In the July 6, 2023 PBS Newshour video Judge limits government's contact with social media companies after GOP states sue after about 02:00, Host Amna Nawaz begins:
..Several Republican state attorneys general argued the Biden administration went too far to suppress conservative views online. And yesterday, a judge in Louisiana agreed, issuing a sweeping and temporary ruling blocking government officials from communicating with social media companies about so-called protected speech.
MURRILL: I think the First Amendment establishes where the government's lines are drawn when it comes to what the government can and cannot do, and what's shocking about this case is the revelation through 20,000 pages of documents we obtained in the early proceedings in this case that demonstrated that the government not only did not know where to draw that line but did not care.
NAWAZ: So where did you draw that line, just to press further on that? There are some exceptions in the ruling. The judge said the government can flag content about national security threats, foreign attempts to influence elections, do you think they should just be limited to that in terms of the exceptions?
MURRILL: Well I think that is speech that is not protected by the first amendment. And then there is speech that is protected by the first amendment. And the government cannot do through the backdoor what it could not do through the front door. It cannot partner with tech companies to censor people's speech it disagrees with. And that is what we discovered through -- and we are still in the early stages of this case. early stages of this case. There are probably a lot more documents to come. We've got 20,000 pages showing that from the white house through the FBI, through (SISA?), through HHS, through the CDC, that there was just a widespread problem where the government had moved from addressing speech that it disagreed with -- which it can do, by the way; it can say we do not agree with what somebody said on Facebook. They can absolutely do that.

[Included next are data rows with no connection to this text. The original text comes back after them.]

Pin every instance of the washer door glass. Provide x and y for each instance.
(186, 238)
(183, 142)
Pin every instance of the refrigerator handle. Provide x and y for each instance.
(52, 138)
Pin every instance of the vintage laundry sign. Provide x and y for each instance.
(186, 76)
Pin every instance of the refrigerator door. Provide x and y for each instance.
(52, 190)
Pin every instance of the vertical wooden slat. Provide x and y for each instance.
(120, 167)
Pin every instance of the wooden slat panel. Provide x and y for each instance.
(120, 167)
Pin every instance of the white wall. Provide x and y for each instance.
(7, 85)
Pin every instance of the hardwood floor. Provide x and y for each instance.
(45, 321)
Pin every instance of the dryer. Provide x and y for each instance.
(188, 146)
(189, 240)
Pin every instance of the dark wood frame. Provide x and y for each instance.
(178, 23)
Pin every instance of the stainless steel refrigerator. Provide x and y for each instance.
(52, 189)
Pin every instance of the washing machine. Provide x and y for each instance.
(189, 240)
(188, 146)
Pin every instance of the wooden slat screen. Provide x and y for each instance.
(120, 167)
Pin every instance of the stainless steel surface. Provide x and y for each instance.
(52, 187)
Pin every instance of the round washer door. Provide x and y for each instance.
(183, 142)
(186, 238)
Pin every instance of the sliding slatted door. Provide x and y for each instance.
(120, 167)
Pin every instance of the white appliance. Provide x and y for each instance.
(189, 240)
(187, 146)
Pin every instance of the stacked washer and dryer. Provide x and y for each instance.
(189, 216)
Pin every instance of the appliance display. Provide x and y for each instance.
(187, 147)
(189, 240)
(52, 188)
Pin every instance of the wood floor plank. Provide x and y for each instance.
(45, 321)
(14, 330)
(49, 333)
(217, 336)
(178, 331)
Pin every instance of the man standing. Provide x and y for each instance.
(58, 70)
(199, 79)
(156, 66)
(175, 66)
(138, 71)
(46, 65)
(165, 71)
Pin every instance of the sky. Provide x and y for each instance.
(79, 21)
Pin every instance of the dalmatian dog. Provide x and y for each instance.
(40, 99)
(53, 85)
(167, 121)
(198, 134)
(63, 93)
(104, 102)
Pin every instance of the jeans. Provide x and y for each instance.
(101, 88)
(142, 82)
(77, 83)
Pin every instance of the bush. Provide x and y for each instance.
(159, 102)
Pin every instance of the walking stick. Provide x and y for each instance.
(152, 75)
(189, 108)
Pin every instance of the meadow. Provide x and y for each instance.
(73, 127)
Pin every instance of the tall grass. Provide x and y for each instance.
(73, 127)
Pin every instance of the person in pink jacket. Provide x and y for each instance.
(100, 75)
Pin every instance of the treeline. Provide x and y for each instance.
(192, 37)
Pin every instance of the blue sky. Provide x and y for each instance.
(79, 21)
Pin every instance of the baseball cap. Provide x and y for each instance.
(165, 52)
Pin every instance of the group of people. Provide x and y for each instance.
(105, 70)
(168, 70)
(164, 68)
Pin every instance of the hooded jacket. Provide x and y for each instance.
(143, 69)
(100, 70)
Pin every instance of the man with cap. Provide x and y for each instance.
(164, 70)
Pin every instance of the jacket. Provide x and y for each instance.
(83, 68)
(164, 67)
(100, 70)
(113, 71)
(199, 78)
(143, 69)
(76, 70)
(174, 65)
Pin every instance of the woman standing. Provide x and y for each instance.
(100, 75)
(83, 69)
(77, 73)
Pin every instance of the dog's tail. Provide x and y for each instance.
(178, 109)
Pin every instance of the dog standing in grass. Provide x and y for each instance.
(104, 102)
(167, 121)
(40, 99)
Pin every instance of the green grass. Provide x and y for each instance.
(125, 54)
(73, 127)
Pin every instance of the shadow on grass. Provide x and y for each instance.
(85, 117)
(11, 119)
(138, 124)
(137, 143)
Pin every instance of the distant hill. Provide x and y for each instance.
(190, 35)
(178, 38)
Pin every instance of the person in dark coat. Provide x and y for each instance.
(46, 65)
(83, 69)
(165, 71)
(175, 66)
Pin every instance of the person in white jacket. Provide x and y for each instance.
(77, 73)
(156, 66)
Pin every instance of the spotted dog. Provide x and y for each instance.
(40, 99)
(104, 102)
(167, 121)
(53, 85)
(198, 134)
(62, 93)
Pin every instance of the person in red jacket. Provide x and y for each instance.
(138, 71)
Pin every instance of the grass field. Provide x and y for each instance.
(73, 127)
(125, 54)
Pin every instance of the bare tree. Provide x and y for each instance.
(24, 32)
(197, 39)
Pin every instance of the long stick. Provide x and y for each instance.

But what they cannot do is cross the line and tell through a private pipeline, tell those companies under threat and coercion that they have to take speech down.
Question: What arguments (if any) support the suggestion that the Biden Administration used "threat and coercion" when telling social media that they "have to take speech down"?
As a Solicitor General and a Lawyer (in general), Murrill's job is sometimes to argue legal points from a specific viewpoint rather than necessarily provide objective summaries. In this case I'm asking for specific supporting arguments for "threat and coercion" and "have to take speech down".